That was the all-important question that one Scottish library asked itself. And the answer was no. So what do you do when your library is being forgotten? You put in a pole. Because everyone knows that pole-dancing makes us want to read.
I’ll be honest, most libraries are in need of a make-over, something to spice them up a bit, bring back the masses. But mixing pole-dancing lessons with literature wasn’t quite what I had in mind.
As part of ‘Love Your Library’ day, this Midlothian library had table tennis, xbox, musicians and of all things, head massages. Is this library sounding less like a library and more like a fun-bonanza to anyone else? Not that libraries aren’t fun. There’s nothing cooler than quietly trawling through shelves of books. Because that’s what libraries are for. They’re like an book-orphanage. Not a rumpus room.

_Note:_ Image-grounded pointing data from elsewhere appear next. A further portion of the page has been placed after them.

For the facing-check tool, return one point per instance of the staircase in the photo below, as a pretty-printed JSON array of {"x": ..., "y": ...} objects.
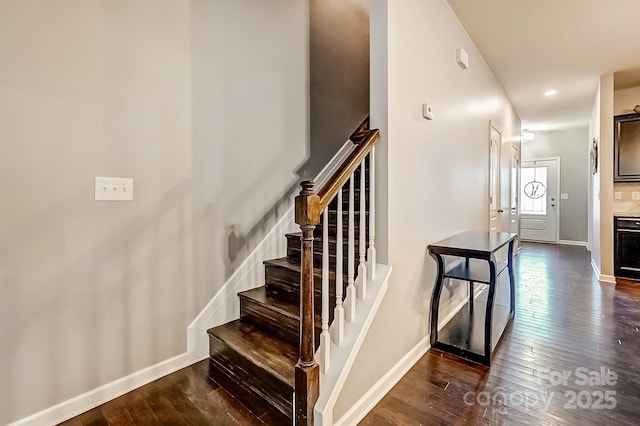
[{"x": 255, "y": 356}]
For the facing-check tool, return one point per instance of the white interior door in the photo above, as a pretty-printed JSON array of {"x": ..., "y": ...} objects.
[
  {"x": 539, "y": 200},
  {"x": 514, "y": 211},
  {"x": 494, "y": 180}
]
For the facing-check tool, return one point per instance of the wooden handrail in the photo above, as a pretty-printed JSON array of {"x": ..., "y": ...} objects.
[
  {"x": 308, "y": 208},
  {"x": 346, "y": 169}
]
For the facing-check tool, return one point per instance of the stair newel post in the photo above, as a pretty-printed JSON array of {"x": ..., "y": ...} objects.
[
  {"x": 338, "y": 317},
  {"x": 307, "y": 381},
  {"x": 371, "y": 251},
  {"x": 362, "y": 267},
  {"x": 350, "y": 306}
]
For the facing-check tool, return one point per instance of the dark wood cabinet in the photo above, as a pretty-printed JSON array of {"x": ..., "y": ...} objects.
[{"x": 627, "y": 247}]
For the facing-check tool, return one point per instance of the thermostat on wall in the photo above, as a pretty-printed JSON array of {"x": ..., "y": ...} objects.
[{"x": 462, "y": 58}]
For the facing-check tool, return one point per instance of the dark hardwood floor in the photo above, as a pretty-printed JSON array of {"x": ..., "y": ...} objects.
[
  {"x": 186, "y": 397},
  {"x": 565, "y": 320}
]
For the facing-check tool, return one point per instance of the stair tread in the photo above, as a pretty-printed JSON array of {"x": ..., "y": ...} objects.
[
  {"x": 276, "y": 356},
  {"x": 280, "y": 304},
  {"x": 332, "y": 238},
  {"x": 294, "y": 265}
]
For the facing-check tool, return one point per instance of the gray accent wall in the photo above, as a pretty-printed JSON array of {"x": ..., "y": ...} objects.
[
  {"x": 572, "y": 147},
  {"x": 339, "y": 75}
]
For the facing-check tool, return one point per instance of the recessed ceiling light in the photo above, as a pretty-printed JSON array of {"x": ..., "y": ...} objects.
[{"x": 528, "y": 135}]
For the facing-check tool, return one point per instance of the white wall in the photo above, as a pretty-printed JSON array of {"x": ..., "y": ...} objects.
[
  {"x": 204, "y": 103},
  {"x": 606, "y": 175},
  {"x": 437, "y": 183},
  {"x": 572, "y": 147},
  {"x": 625, "y": 100},
  {"x": 594, "y": 187}
]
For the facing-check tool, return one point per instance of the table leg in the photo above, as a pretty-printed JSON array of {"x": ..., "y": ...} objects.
[
  {"x": 488, "y": 319},
  {"x": 512, "y": 286},
  {"x": 435, "y": 298}
]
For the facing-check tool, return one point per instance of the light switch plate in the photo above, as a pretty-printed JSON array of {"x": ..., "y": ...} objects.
[
  {"x": 427, "y": 111},
  {"x": 113, "y": 189}
]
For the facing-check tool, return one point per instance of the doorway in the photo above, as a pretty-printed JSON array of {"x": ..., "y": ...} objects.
[{"x": 539, "y": 200}]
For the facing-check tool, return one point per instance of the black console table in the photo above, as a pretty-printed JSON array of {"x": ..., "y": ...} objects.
[{"x": 471, "y": 333}]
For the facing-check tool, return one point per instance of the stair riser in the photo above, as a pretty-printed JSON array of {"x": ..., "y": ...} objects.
[
  {"x": 345, "y": 201},
  {"x": 289, "y": 281},
  {"x": 333, "y": 229},
  {"x": 293, "y": 252},
  {"x": 226, "y": 365},
  {"x": 275, "y": 322}
]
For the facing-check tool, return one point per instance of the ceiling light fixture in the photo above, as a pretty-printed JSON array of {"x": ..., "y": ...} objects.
[{"x": 528, "y": 136}]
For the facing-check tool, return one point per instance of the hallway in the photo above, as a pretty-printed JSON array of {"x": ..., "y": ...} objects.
[{"x": 565, "y": 320}]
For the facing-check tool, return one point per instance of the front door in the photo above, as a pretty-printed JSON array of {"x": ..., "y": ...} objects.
[{"x": 539, "y": 200}]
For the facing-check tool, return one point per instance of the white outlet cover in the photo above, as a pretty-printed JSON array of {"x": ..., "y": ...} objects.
[{"x": 113, "y": 189}]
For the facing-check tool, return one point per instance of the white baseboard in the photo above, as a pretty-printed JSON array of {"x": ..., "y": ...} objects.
[
  {"x": 607, "y": 279},
  {"x": 384, "y": 385},
  {"x": 81, "y": 403},
  {"x": 225, "y": 306},
  {"x": 572, "y": 243}
]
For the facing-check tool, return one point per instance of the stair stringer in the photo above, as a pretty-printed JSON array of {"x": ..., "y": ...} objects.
[{"x": 343, "y": 356}]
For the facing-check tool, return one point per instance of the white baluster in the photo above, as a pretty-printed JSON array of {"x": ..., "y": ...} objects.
[
  {"x": 324, "y": 351},
  {"x": 371, "y": 251},
  {"x": 362, "y": 267},
  {"x": 350, "y": 308},
  {"x": 337, "y": 327}
]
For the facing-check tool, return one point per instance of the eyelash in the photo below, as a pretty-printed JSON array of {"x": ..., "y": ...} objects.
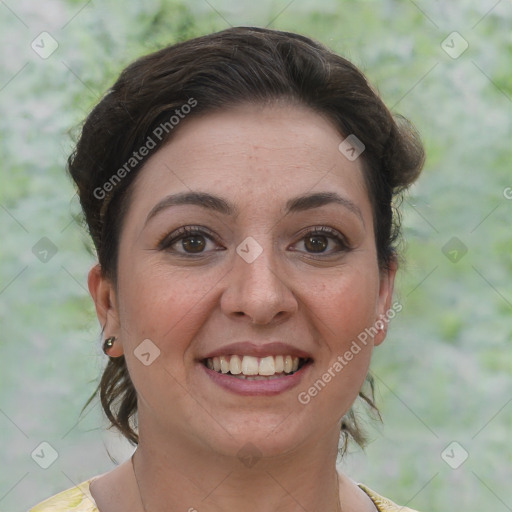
[{"x": 188, "y": 231}]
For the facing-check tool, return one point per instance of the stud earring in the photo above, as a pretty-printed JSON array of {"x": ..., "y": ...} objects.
[{"x": 108, "y": 344}]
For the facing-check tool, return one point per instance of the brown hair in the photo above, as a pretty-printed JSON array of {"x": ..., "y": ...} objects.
[{"x": 218, "y": 71}]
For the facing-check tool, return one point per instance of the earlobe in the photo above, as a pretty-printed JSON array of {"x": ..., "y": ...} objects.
[
  {"x": 103, "y": 293},
  {"x": 387, "y": 282}
]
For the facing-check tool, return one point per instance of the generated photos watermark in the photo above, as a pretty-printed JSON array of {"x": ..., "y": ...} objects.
[
  {"x": 156, "y": 136},
  {"x": 343, "y": 360}
]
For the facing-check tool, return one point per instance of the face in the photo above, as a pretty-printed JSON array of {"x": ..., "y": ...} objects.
[{"x": 262, "y": 271}]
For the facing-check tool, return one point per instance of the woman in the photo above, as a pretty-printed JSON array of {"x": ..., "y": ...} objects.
[{"x": 239, "y": 191}]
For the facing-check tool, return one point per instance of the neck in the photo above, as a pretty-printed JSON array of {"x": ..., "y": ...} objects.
[{"x": 173, "y": 475}]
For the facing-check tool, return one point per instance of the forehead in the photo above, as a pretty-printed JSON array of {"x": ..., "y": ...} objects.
[{"x": 259, "y": 156}]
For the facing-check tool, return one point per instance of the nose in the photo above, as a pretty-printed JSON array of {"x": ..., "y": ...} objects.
[{"x": 257, "y": 289}]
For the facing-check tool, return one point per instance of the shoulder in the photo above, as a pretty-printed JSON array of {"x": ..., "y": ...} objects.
[
  {"x": 76, "y": 499},
  {"x": 383, "y": 504}
]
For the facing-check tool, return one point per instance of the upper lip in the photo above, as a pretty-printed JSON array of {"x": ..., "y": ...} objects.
[{"x": 249, "y": 348}]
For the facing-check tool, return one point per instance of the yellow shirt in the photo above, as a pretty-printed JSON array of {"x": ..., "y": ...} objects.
[{"x": 79, "y": 499}]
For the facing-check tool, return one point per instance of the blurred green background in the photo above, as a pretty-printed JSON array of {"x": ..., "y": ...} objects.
[{"x": 444, "y": 373}]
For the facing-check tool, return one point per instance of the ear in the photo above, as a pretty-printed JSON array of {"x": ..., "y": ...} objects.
[
  {"x": 103, "y": 293},
  {"x": 387, "y": 283}
]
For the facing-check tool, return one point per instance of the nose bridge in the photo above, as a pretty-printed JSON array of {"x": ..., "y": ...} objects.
[
  {"x": 259, "y": 261},
  {"x": 256, "y": 286}
]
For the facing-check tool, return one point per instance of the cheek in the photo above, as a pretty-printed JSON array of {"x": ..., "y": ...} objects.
[{"x": 159, "y": 302}]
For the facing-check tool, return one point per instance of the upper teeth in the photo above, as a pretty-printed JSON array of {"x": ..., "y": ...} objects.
[{"x": 249, "y": 365}]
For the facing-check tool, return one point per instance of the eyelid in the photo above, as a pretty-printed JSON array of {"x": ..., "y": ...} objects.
[{"x": 321, "y": 230}]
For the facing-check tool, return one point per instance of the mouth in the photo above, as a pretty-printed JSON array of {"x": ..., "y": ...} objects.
[{"x": 246, "y": 367}]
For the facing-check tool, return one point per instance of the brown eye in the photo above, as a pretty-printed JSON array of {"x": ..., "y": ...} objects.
[
  {"x": 316, "y": 243},
  {"x": 193, "y": 241}
]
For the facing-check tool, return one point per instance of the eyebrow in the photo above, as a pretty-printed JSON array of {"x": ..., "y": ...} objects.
[{"x": 220, "y": 205}]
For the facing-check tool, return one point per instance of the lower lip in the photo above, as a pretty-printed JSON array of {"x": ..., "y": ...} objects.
[{"x": 245, "y": 387}]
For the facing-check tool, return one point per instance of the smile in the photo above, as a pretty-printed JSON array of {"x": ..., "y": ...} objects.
[{"x": 255, "y": 368}]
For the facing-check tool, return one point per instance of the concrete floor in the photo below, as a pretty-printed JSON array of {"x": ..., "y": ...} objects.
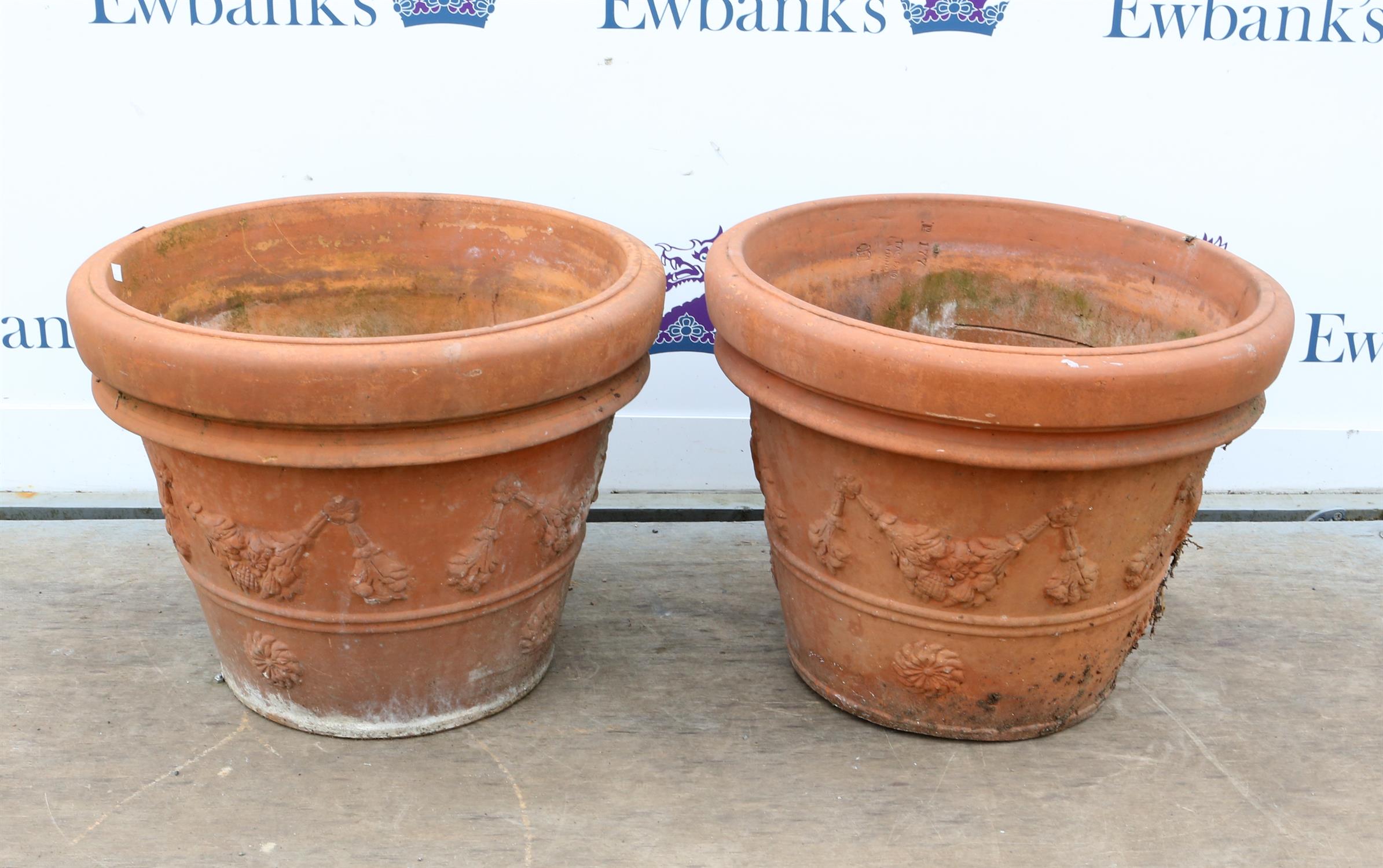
[{"x": 673, "y": 731}]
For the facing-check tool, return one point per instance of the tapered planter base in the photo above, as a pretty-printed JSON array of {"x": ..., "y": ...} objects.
[
  {"x": 388, "y": 726},
  {"x": 873, "y": 715}
]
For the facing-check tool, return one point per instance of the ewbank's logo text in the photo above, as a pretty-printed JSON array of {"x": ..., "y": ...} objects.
[
  {"x": 1311, "y": 21},
  {"x": 804, "y": 16},
  {"x": 240, "y": 13},
  {"x": 749, "y": 16}
]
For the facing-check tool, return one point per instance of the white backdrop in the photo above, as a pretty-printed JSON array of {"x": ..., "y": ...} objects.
[{"x": 671, "y": 133}]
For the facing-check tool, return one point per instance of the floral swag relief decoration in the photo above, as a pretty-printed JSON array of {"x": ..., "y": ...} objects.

The pole fitness session is a fun and interesting way of encouraging more people into our libraries, trying out all the services on offer and ultimately borrowing more books.
I don’t mean to sound harsh. I’m just having trouble wrapping my head around the logic that people who come in to have pole-dancing lessons are going to go pick up a Hemingway after their work-out.
I’d just expect that a library wouldn’t want to trick people in the doors by promising pole-dancing, xbox and table tennis, when that’s not the real point of a library. Maybe I’m being old fashioned and closed minded and not accepting that libraries have to change and grow with our society. But maybe the issue is to make reading more fun, not to make more fun where people read.